First, illegal mining must be treated as a national security emergency. Every major mining site in Zamfara, Niger, Kaduna, Katsina, Nasarawa, Plateau and elsewhere should be mapped through satellite imagery, local intelligence and on-the-ground inspection. The government should know who owns which license, who operates the site, who buys the minerals, who transports them and where they end up.

Second, beneficial ownership of all mining licenses must be published in a searchable public database. Nigerians should know the real human beings behind shell companies. A license should not be a mask for bandits, retired generals, politicians, foreign proxies or politically connected criminals.

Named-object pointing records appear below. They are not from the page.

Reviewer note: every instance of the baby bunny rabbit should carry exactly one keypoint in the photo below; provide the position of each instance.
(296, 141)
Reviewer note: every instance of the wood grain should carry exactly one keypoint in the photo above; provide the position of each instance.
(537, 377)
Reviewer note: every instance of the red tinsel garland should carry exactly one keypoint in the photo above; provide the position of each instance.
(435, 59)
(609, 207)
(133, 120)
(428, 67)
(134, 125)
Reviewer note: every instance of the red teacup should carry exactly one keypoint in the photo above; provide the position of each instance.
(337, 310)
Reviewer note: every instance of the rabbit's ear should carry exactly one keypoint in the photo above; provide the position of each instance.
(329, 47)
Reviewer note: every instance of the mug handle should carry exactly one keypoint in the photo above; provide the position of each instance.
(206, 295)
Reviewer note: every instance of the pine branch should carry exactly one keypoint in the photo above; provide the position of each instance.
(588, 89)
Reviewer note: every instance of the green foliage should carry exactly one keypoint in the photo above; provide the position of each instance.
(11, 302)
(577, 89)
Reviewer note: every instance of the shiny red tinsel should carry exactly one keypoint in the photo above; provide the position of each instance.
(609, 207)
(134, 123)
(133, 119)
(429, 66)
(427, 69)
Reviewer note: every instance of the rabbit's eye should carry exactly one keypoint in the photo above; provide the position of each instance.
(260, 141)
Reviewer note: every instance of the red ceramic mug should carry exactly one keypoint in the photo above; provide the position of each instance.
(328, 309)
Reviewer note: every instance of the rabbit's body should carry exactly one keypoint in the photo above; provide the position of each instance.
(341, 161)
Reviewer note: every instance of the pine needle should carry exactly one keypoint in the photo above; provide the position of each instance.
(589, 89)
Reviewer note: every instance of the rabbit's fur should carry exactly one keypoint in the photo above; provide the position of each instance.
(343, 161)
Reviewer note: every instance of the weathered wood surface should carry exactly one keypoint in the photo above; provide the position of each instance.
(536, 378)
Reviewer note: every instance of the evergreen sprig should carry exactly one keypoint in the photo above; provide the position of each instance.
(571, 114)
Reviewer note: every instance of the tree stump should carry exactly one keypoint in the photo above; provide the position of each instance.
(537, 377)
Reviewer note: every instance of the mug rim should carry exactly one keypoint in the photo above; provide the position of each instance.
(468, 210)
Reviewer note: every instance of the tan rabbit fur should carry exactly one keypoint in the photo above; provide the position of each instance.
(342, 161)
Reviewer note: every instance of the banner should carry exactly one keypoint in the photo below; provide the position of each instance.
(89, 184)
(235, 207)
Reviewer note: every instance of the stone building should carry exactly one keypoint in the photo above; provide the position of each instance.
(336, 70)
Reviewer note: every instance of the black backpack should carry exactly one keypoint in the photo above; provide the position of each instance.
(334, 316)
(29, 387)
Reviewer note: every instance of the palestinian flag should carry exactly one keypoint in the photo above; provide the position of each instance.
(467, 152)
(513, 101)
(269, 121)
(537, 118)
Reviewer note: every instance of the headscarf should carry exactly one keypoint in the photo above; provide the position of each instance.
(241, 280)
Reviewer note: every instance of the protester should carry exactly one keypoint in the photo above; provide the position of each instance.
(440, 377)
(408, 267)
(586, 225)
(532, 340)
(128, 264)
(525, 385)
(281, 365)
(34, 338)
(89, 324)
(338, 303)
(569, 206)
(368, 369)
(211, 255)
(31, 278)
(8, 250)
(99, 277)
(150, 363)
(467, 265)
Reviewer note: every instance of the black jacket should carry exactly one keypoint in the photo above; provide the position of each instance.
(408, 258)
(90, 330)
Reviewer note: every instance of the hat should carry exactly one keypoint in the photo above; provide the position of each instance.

Third, mineral buying centers must be tied to strict traceability. Gold, lithium and other high-value minerals should not move from pit to port without documentation. Every bag should have an origin, a buyer, a tax record and an export trail. Any mineral without a traceable source should be treated like stolen crude oil.

Fourth, Nigeria must go after the money. Arresting poor artisanal miners while leaving exporters, financiers, corrupt officials and foreign buyers untouched is judicial theater. Bank accounts should be frozen. Suspicious mineral exports should be seized. Customs, immigration, mining cadaster officials and security officers who facilitate illegal mining should be prosecuted publicly.

Fifth, foreign governments whose nationals are repeatedly implicated must be engaged diplomatically but firmly. Nigeria should not indulge xenophobia, but it must also not outsource its sovereignty to predatory investors. Any foreign national convicted of illegal mining linked to terror financing should face imprisonment, asset forfeiture and deportation after serving the sentence.

Finally, the military response to insecurity must be joined to economic disruption. Bombing forests while allowing mineral money to flow to terrorists is like mopping the floor while the tap is running. Terror persists because it pays. Make it unprofitable.

Nigeria’s tragedy is not that it is poor. It is that even its wealth has become a weapon against its people. The gold beneath Zamfara’s soil, the lithium in Nasarawa, the minerals in Niger, the tin in Plateau and the other rare-earth minerals elsewhere in Nigeria should build schools, hospitals, roads and livelihoods. Instead, too often, they buy guns, motorcycles, bullets and silence.